UN fordern humanitären Zugang zu Krisenregion im Südsudan
Hilfsorganisationen beklagen, dass sie den Menschen in der umkämpften Region Jonglei im Südsudan nicht helfen können. Sie kritisieren, Militär und Regierung blockierten den Zugang und eskalierten den Konflikt.

Nairobi, Juba (epd). Das Welternährungsprogramm (WFP) hat von den Konfliktparteien im Südsudan Zugang zur bedürftigen Bevölkerung in der umkämpften Region Jonglei gefordert. Zudem rief die UN-Organisation am Freitag zur Deeskalation auf. In den vergangenen Monaten hat sich die politische Krise im Südsudan verschärft. Zuletzt hatte die Armee am Sonntag eine Offensive im westlichen Jonglei angekündigt und Zivilisten und Hilfsorganisationen zur Evakuierung aufgefordert.

Es sei der "denkbar schlechteste Zeitpunkt für diese militärische Eskalation”, kritisierte der WFP-Landesdirektor Adham Effendi. Bereits ohne zusätzliche Gewalt müssten etwa 60 Prozent der Bevölkerung bis zur Ernte im Juli hungern. Es gebe nur ein kleines Zeitfenster, um die nötige Hilfe an die betroffenen Orte zu bringen, bevor die Regenzeit viele Überlandstrecken unpassierbar mache.

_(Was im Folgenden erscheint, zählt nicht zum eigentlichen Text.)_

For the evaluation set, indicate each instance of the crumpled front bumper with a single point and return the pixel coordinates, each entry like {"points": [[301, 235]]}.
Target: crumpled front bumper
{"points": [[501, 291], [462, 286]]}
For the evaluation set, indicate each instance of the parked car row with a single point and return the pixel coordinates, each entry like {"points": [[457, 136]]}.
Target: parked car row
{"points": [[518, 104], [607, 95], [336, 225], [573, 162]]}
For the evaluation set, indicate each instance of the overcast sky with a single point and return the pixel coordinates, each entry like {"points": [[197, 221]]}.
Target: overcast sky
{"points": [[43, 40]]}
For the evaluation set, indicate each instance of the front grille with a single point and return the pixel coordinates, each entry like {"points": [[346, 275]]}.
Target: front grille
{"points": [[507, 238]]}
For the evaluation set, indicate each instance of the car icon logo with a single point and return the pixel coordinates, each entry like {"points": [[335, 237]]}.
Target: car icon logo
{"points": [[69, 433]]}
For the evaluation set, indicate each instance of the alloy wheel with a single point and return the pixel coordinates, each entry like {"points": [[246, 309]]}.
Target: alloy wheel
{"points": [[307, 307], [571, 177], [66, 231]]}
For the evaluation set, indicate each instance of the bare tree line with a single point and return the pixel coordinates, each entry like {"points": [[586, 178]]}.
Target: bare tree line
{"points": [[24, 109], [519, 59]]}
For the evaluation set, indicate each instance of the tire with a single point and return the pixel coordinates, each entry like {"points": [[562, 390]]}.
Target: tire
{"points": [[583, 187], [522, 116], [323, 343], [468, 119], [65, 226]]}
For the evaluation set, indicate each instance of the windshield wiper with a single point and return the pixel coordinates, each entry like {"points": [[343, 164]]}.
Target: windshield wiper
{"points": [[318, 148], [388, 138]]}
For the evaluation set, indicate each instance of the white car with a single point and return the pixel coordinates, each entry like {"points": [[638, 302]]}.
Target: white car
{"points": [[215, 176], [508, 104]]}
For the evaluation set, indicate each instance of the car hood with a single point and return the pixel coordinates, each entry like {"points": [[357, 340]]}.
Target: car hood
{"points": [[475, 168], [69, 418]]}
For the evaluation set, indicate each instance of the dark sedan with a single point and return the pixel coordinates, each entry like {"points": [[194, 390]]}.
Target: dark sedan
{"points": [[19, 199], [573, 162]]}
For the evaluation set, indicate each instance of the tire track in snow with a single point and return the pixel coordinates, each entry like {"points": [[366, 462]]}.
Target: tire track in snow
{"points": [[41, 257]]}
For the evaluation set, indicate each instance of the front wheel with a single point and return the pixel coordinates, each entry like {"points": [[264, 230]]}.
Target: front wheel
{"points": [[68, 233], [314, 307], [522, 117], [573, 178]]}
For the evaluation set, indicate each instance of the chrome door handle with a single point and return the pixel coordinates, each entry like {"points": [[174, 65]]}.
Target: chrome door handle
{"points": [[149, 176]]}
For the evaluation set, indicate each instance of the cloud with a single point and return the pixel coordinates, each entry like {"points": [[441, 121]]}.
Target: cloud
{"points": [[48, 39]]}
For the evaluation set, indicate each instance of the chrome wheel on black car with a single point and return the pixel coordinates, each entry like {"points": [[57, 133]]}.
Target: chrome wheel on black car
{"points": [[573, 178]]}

Laut UN bereits 250.000 Menschen vertrieben

Die Hilfsorganisation „Ärzte ohne Grenzen“ kritisierte, die Regierung behindere den Zugang zu Regionen, die von der Opposition kontrolliert würden. Humanitäre Flüge seien eingestellt, die Verteilung von Hilfsgütern, die Verlegung von Patienten und Personal sei deutlich schwieriger. „Patienten werden sterben, wenn die Regierung den Zugang für humanitäre und medizinische Hilfe weiter blockiert“, erklärte Abdalla Hussein von der Organisation. Sollte „Ärzte ohne Grenzen“ sich wegen der Gewalt aus manchen Regionen zurückziehen müssen, könnten fast 400.000 Menschen von medizinischer Hilfe abgeschnitten sein.

Die Truppen des wegen Hochverrats angeklagten Vizepräsidenten Riek Machar, kontrollierten Gebiete in der Region Jonglei, die die Armee zurückerobern will. UN-Generalsekretär António Guterres warnte bereits am Donnerstag (Ortszeit) in New York vor der Gefahr massiver Gewalt gegen die Zivilbevölkerung. Allein seit Jahresbeginn sollen 250.000 Menschen durch die Kämpfe vertrieben worden sein.

Nach der Unabhängigkeit des Südsudan vom Sudan 2011 begann ein Bürgerkrieg, der 2018 mit einem Abkommen zwischen den Konfliktparteien endete. Salva Kiir wurde Präsident, seinen Gegner Machar Vizepräsidenten. Im September wurde Machar wegen Hochverrats angeklagt. Ihm wird vorgeworfen, Angriffe auf eine Militärbasis koordiniert zu haben.